The computational astrophysicist will strengthen and broaden the institute’s competence in numerical relativity, astrophysics and fundamental gravity. He will establish the Computational Relativistic Astrophysics division.

The detection of gravitational waves from merging binary black holes and neutron stars has marked a breakthrough in astronomy and astrophysics, and has opened an entire new window onto our Universe. Masaru Shibata, from the Yukawa Institute for Theoretical Physics at Kyoto University, is a world-renowned expert in numerical-relativity simulations of astrophysical events that generate gravitational waves. His research covers mergers of binary neutron stars and so-called “mixed binaries” – binary systems of a black hole and a neutron star – as well as stellar core collapse supernovae that form black holes. He has investigated the post-merger phase, elucidating the physical conditions to produce electromagnetic signals of the kind recently detected in association with the first binary neutron-star observed by Advanced LIGO and Virgo. Shibata is also interested in studying more fundamental aspects of General Relativity using numerical tools. 
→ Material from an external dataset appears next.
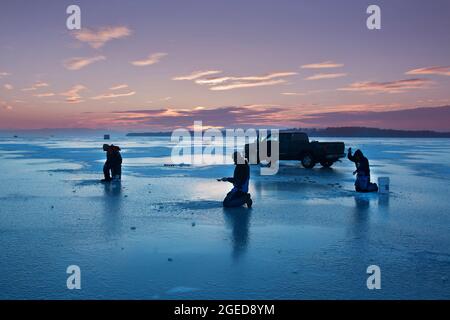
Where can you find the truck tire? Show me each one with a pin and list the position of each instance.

Professor Masaru Shibata Zoom Image
Professor Masaru Shibata

In the near future, a large number of gravitational-wave sources will be observed by the Advanced LIGO and Virgo detectors. The Max Planck Institute for Gravitational Physics (Albert Einstein Institute; AEI) in Potsdam plays a leading role in the development of waveform models and in the extraction of astrophysical and fundamental physics information upon detection, such as their masses, spins, neutron-star’s equation-of-state, Universe’s expansion rate, and distances from Earth. Shibata’s research focus is a perfect supplement to the already existing competence at the AEI. “I am thrilled that Masaru Shibata will join our institute and I am looking forward to fruitful interactions and collaborations,” says Professor Alessandra Buonanno, director of the Astrophysical and Cosmological Relativity division. “Neutron stars are among the most extreme sources of gravitational waves and we expect to learn much more about their exotic internal structure in the future. Shibata’s arrival is timely and his expertise fits perfectly into our vision of a modern institute capable of taking advantage of new discoveries in the field of gravity.” Her colleague Professor Hermann Nicolai agrees and adds: “Shibata is a true world leader in his field and I look forward to having him as a colleague and co-director at the institute.”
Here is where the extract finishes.